One Mayo fan’s lucky day (sort of)
Result aside, Mayo fan Conor Duffy had an extremely lucky day on Sunday. Though he lives in Kilcock, Kildare, Conor’s father is a Mayo man so he wanted to be inside Croker to cheer James Horan’s men on.
He had no ticket but as the Mayo News reports today, he headed along to Dorset Street to see if he could pick one up. He didn’t know how literally he would do just that.
Conor met his father Paul on the thoroughfare near HQ and after telling his Da that he was giving up hope and going home Paul looked down to see the most remarkable thing on the ground; an All-Ireland ticket.
Not only was it a ticket, it was a really good ticket.
“The stub was gone but I decided that I would head down to the football ground and chance my arm,” Conor tells the paper. “We had gone no more than five feet when we saw another piece of paper on the ground. Dad picked it up and the two pieces read suite 617, seat 28. It was the missing stub.
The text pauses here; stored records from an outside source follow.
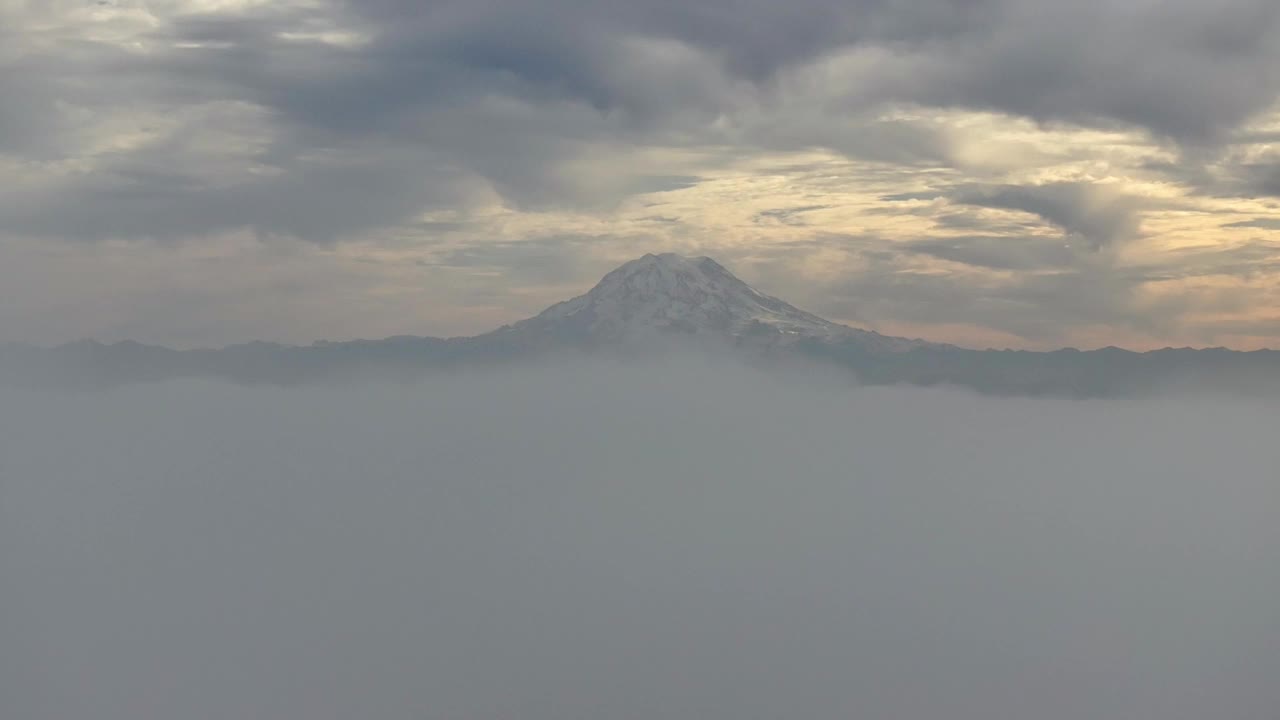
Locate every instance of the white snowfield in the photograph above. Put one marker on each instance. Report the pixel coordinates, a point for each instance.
(695, 295)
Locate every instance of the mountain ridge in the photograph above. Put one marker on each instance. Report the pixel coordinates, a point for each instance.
(668, 297)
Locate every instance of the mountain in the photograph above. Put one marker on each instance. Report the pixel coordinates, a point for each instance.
(653, 302)
(668, 295)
I could not believe it.
“I had given up all hope and it was like finding a golden ticket. I wasn’t going to shout out ‘did anyone lose a ticket’ because there were thousands on the street without tickets and they’d take my right arm off for one,” he admitted.
Conor spent the pre-match hiding at the bar of the suite in case anybody asked him how he got the ticket. When he eventually took his seat, nobody said anything, so Conor had one of the best seats in the house, for free. Almost a perfect day, eh?
“I had a great view right in the middle of the field in a corporate box for the All-Ireland final with Mayo playing. Apart from the result, the day could not have gone any better,” he said.
Ah yes, the result. Still, what a story.